Quick blog on Homelessness and mental Health.

Homelessness is a significant problem in Australia. While the government has made some efforts to help homeless people, there is still much work to be done.

The most recent study conducted by the Australian Bureau of Statistics found that 1.6 million people were homeless in 2017. This number represents about 2% of the total population of Australia, which means that about one in fifty people were homeless at some point last year.

The majority of these homeless people were located in New South Wales and Victoria. The majority were also male (57%), and most were under the age of 45 years old (63%).

As homelessness and mental health are under-addressed issues in our society, it's no surprise that they're often linked.

Mental illness is a leading cause of homelessness, and many homeless people have experienced mental health issues. One study found that approximately 40% of homeless people suffer from some form of mental illness, while another study found that one-third of all homeless people will experience a mental health crisis during their time on the street.

The two issues are also closely linked because they share similar risk factors: poverty, substance abuse, lack of social support networks, and unstable housing situations. When these factors combine with other risk factors like family history or childhood trauma, it's easy to see how someone can end up without a stable home or access to proper medical care—and this can result in depression or anxiety disorders which then lead them deeper into poverty and homelessness.

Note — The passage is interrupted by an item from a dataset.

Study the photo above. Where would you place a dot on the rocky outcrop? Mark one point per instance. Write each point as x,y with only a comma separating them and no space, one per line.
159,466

As we begin to address homelessness and mental health more effectively in society through improved policymaking and increased funding for programs like housing vouchers and shelters (among others), we can help ensure those who are most vulnerable don't fall through the cracks.

Holistic Recovery has introduced the skill-building program 'Stepping stone', providing people with a temporary accommodation along with the wrap-around NDIS and mainstream support to build their capacity. The program aims to build participants' capacity while staying in the transition unit so they can live independently and maintain their tenancy one day.